George McClellan was a colossal political reality, built up during the previous months into a hero for millions of Americans. He had created the Army of the Potomac, and now he was his soldiers’ idol. The Constitution might say that he was Lincoln’s subordinate, but political reality decreed him to be an independent power whose influence rivaled—and perhaps exceeded—Lincoln’s own. Elected by the smallest plurality in American history, Lincoln was “a minority president,” as he put it himself, while McClellan was “a majority general.” And despite Lincoln’s insistence on action, his senior commander was determined not to be rushed.
True, McClellan’s deliberate pace had begun to tarnish his star, but Lincoln’s popularity was battered as well. He had infuriated ardent Republicans by removing Frémont, the party’s original standard-bearer
, from command in Missouri. Lincoln had outraged bellicose patriots by apologizing to Great Britain over the Trent affair. He was too conservative for radical Republicans and too radical for conservative Democrats.
Worst of all, the country was losing hope. Public pessimism was quickly eroding the president’s power. Congressman Henry L. Dawes, of Massachusetts, writing to his wife as the new year dawned, described the widespread lack of faith in Lincoln’s administration: “Times are exceedingly dark and gloomy—I have never seen a time when they were so much so. Confidence in everybody is shaken to the very foundation— The credit of the Country is ruined—its arms impotent, its Cabinet incompetent, its servants rotten, its ruin inevitable.”
In such a weakened condition, Lincoln lacked the leverage necessary to budge an obstacle as weighty as General McClellan and unstick his motionless armies. No matter what Bates might believe, two or three or four presidential aides with West Point credentials would hardly alter that situation. Even so, fate had offered Lincoln a tiny opening: McClellan’s grave illness.
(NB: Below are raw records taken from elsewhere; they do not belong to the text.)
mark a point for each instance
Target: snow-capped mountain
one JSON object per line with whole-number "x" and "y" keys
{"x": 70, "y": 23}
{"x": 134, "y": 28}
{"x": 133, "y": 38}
Disease was rampant in filthy wartime Washington, where churches were hastily converted into hospitals by laying rough planks across the pew backs to serve as infirmary floors. Soldiers were dying at a shocking rate: “Forty or fifty per day are carried off,” wrote one observer—the equivalent of a regiment wiped out every three weeks. The capital city was a cauldron of epidemics. Measles: on that New Year’s Day, in a makeshift ward not a mile from the White House, a hundred young men from a single regiment, the 11th Maine, were near death. Smallpox: “There are cases of it in almost every Street in the City,” wrote a diarist as the disease leaped from unvaccinated soldiers into the parlors of the city’s civilians. “There is said to be over 400 cases in private families.” Typhoid fever: this was McClellan’s scourge, a deadly bacterial infection spread through drinking water contaminated by human waste. No one was safe from its ravages in a city where the watershed was crowded with tens of thousands of volunteer soldiers living in unsanitary camps. Even at the White House, where drinking water poured from modern indoor plumbing, the pipes that fed the faucets drew straight from the unclean Potomac.